Being Around Non-Alcoholics

by May 3, 2019SUD Resources0 comments

Being Around Non-Alcoholics

In AA, often times its recommended that in order to minimize drink offers members disclose to their friends “at a proper time and place” why alcohol “disagrees” with them. AA also suggests reassuring people not to act differently around them. However, in recovery groups, there’s often talk about “people, places, and things” associated with past use of alcohol and drugs. The idea is to avoid triggers like former using buddies, places like bars at which you drank, and items such as special glasses used for drinking or paraphernalia for drug use.

Since triggers are everywhere and social pressure from friends, coworkers, and relatives can make it hard to quit or cut back, the National Institute on Alcohol Abuse and Alcoholism (NIAAA) offers guidelines to help people refuse drinks in its “Rethinking Drinking” materials. (Many could be helpful for drug refusal, too.) The NIAAA suggests first thinking about situations where you feel pressure to drink. Then, for each situation, choose some resistance strategies such as the following:

Avoid pressure when possible.

Sometimes, it’s best to avoid high-risk situations completely. If you feel guilty about not attending an event or turning down an invitation, tell yourself that this won’t necessarily be forever. After becoming more confident, you may be able to ease gradually into situations you now choose to avoid. In the meantime, you can stay connected with friends by proposing alternate activities that don’t involve use of alcohol (or drugs.)

Practice your “no.”

Many people are surprised at how hard it can be to say no the first few times. You can build confidence by scripting and practicing your lines. First imagine the situation and the person who’s offering the drink. Then write both what the person will say and how you’ll respond, whether it’s a broken record strategy or your own unique approach. Rehearse it out loud to get comfortable with your phrasing and delivery. Consider asking a supportive person to role-play with you, someone who would offer realistic pressure to drink and honest feedback about your responses. Whether you practice through made-up or real-world experiences, you’ll learn as your skills grow over time. Ask others to refrain from pressuring you or drinking in your presence. Have non-alcoholic drinks always in hand.
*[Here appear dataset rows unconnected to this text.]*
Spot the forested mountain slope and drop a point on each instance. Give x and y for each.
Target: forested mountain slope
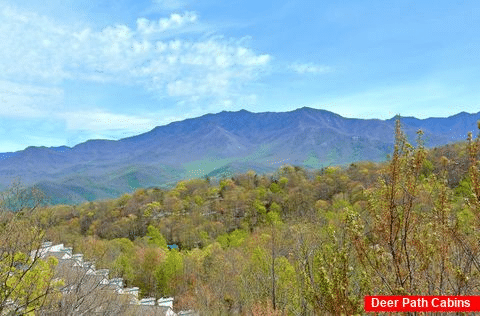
(216, 145)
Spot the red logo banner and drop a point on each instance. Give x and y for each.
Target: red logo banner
(420, 303)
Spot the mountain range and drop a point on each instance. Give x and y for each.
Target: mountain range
(217, 145)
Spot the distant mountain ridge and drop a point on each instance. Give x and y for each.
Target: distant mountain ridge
(217, 145)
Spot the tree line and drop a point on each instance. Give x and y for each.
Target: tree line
(295, 242)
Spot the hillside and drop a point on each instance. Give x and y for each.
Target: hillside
(216, 145)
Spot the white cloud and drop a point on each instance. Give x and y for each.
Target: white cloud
(175, 21)
(310, 68)
(99, 120)
(169, 4)
(26, 101)
(36, 50)
(418, 98)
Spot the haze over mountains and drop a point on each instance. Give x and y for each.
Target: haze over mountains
(216, 145)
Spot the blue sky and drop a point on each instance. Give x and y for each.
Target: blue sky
(72, 70)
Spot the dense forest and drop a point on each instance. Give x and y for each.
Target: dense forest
(295, 242)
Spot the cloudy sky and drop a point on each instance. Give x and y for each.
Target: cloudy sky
(72, 70)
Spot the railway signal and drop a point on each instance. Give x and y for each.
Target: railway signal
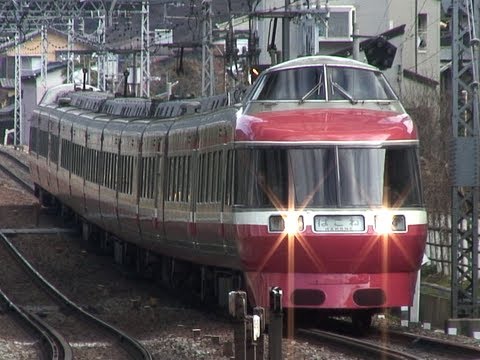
(255, 71)
(380, 52)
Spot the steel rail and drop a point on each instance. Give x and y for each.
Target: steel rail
(22, 182)
(459, 350)
(53, 344)
(133, 347)
(24, 166)
(380, 351)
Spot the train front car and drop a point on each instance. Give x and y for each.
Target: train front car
(328, 201)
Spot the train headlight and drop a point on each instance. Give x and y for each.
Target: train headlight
(387, 223)
(290, 223)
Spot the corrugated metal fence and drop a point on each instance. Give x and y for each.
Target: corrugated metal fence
(438, 247)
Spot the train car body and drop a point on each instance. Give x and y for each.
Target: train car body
(311, 183)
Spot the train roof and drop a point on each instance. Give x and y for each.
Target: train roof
(321, 60)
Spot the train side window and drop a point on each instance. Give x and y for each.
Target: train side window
(64, 155)
(74, 158)
(179, 183)
(171, 177)
(147, 178)
(201, 172)
(115, 171)
(217, 172)
(43, 148)
(402, 186)
(122, 167)
(229, 178)
(54, 148)
(33, 140)
(108, 170)
(209, 177)
(186, 179)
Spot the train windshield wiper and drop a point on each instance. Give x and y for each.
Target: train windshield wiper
(317, 88)
(344, 93)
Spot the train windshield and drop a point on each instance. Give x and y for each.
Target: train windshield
(328, 177)
(324, 83)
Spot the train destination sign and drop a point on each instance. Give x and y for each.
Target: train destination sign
(339, 223)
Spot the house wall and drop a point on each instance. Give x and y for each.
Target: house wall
(56, 42)
(374, 17)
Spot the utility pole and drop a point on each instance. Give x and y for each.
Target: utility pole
(208, 81)
(145, 51)
(286, 34)
(466, 164)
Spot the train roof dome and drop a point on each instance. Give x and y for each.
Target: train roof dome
(320, 60)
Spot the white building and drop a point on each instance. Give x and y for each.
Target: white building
(326, 27)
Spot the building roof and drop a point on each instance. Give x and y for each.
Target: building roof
(8, 83)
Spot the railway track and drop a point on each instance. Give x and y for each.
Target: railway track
(394, 345)
(15, 169)
(52, 313)
(51, 345)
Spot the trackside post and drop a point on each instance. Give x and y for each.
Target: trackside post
(276, 324)
(237, 304)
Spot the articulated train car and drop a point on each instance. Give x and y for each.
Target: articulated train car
(311, 183)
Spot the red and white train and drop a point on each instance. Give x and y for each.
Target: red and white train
(311, 184)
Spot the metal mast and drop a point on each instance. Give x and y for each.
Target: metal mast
(208, 81)
(44, 59)
(465, 160)
(102, 54)
(18, 91)
(145, 51)
(70, 54)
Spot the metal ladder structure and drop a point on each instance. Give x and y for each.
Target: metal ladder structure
(23, 16)
(465, 159)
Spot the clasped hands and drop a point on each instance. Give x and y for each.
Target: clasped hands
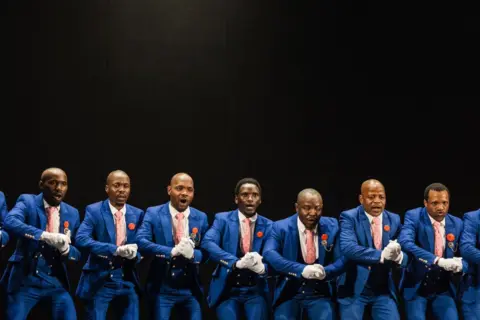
(252, 261)
(185, 248)
(128, 251)
(392, 252)
(452, 264)
(314, 271)
(59, 241)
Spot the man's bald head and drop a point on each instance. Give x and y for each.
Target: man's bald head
(116, 173)
(181, 191)
(370, 183)
(54, 185)
(309, 207)
(308, 193)
(118, 188)
(51, 172)
(372, 197)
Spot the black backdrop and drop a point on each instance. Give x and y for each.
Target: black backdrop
(297, 94)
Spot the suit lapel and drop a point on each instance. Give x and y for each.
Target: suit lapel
(322, 229)
(428, 230)
(385, 233)
(130, 222)
(292, 240)
(449, 228)
(232, 232)
(166, 222)
(41, 211)
(257, 241)
(108, 219)
(365, 223)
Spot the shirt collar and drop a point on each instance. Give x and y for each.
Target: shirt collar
(114, 210)
(46, 205)
(241, 216)
(301, 226)
(370, 217)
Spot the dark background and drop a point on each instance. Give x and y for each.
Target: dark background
(297, 94)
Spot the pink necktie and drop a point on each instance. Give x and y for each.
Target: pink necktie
(246, 238)
(438, 240)
(377, 233)
(120, 228)
(52, 214)
(179, 230)
(311, 254)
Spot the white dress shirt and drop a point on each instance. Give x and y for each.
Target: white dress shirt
(186, 213)
(243, 226)
(123, 211)
(303, 239)
(56, 218)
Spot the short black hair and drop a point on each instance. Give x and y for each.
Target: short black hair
(435, 187)
(245, 181)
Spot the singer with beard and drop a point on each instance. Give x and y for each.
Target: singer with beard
(431, 236)
(171, 233)
(45, 227)
(301, 250)
(108, 233)
(235, 242)
(368, 241)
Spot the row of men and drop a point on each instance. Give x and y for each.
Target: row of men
(315, 260)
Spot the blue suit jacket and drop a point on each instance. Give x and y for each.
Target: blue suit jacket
(281, 253)
(221, 242)
(3, 213)
(97, 235)
(27, 221)
(154, 237)
(470, 251)
(356, 245)
(418, 240)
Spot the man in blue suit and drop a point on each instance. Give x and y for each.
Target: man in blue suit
(367, 240)
(430, 235)
(235, 241)
(45, 227)
(470, 251)
(299, 249)
(3, 213)
(108, 233)
(172, 233)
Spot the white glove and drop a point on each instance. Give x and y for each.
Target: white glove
(258, 266)
(459, 266)
(392, 252)
(315, 271)
(246, 262)
(450, 264)
(185, 248)
(131, 251)
(56, 240)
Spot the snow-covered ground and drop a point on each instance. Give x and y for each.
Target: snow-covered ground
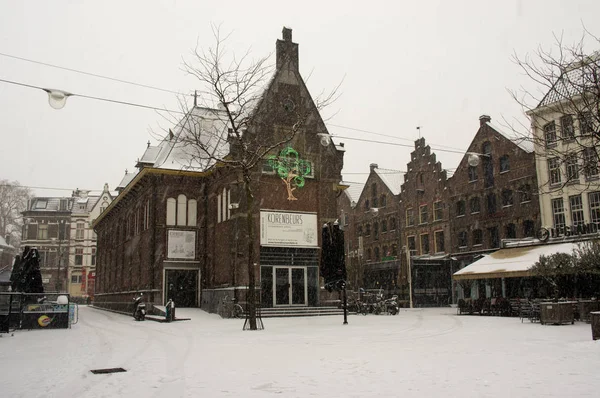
(418, 353)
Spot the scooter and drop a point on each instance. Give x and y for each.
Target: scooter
(139, 308)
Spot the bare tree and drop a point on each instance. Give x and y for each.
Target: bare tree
(236, 125)
(13, 200)
(564, 110)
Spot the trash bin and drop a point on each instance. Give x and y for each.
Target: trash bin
(595, 321)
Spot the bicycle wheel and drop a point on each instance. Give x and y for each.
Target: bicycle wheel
(238, 311)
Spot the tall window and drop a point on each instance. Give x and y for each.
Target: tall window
(462, 239)
(566, 127)
(590, 162)
(558, 212)
(507, 197)
(550, 133)
(460, 208)
(425, 244)
(511, 231)
(554, 170)
(572, 167)
(410, 217)
(423, 214)
(594, 203)
(586, 123)
(491, 203)
(78, 256)
(411, 242)
(437, 210)
(525, 193)
(504, 163)
(182, 212)
(477, 237)
(473, 173)
(439, 241)
(42, 231)
(576, 205)
(475, 205)
(79, 231)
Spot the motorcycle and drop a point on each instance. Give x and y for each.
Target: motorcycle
(139, 308)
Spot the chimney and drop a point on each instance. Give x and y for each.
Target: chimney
(483, 119)
(286, 50)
It’s great when hosts are thoughtful about providing nonalcoholic alternatives such as flavored water or iced tea for nondrinkers. But often don’t. So bring your own, just in case there’s nothing special for non-drinkers at social gatherings where alcohol is served. Practice coping skills for situations you can’t avoid.

When going to an event at which you know alcohol will be served, it’s important to have resistance strategies lined up in advance.If expecting drink offers, be ready with a convincing “no thanks.” Be clear and firm, yet friendly and respectful. Avoid long explanations, hesitation, and vague excuses since they tend to prolong the discussion and provide more of an opportunity to give in. Look directly at the person and make eye contact.

For those who persist, plan a series of more assertive responses such as, “No thank you;” “No, thanks, I don’t want to”; “I’m cutting back/not drinking now to get healthier – I’d appreciate your helping me out.”
Use the “broken record” strategy – that is, each time the person makes a statement, simply repeat the same short, clear response – for instance, “No thanks, I don’t want one.” If words fail, walk away.

Handle High-risk Situations

Here’s how some handle high-risk situations, such as social pressure, which one of the most common ways that get people back to drinking. Just say “No.” By far, the most common response when pushed by someone to drink was a simple, polite and/or assertive, “No thanks”. Or Firmly say, “no thank you” and realize the pressure is about them and not a shortcoming on your part.

Some say, “I don’t drink.” or “I no longer drink.” or politely, “Thanks, I don’t drink,” Explain that you have or had a drinking problem. Blame it on a health problem. Leave the situation. Ask the person to stop pushing.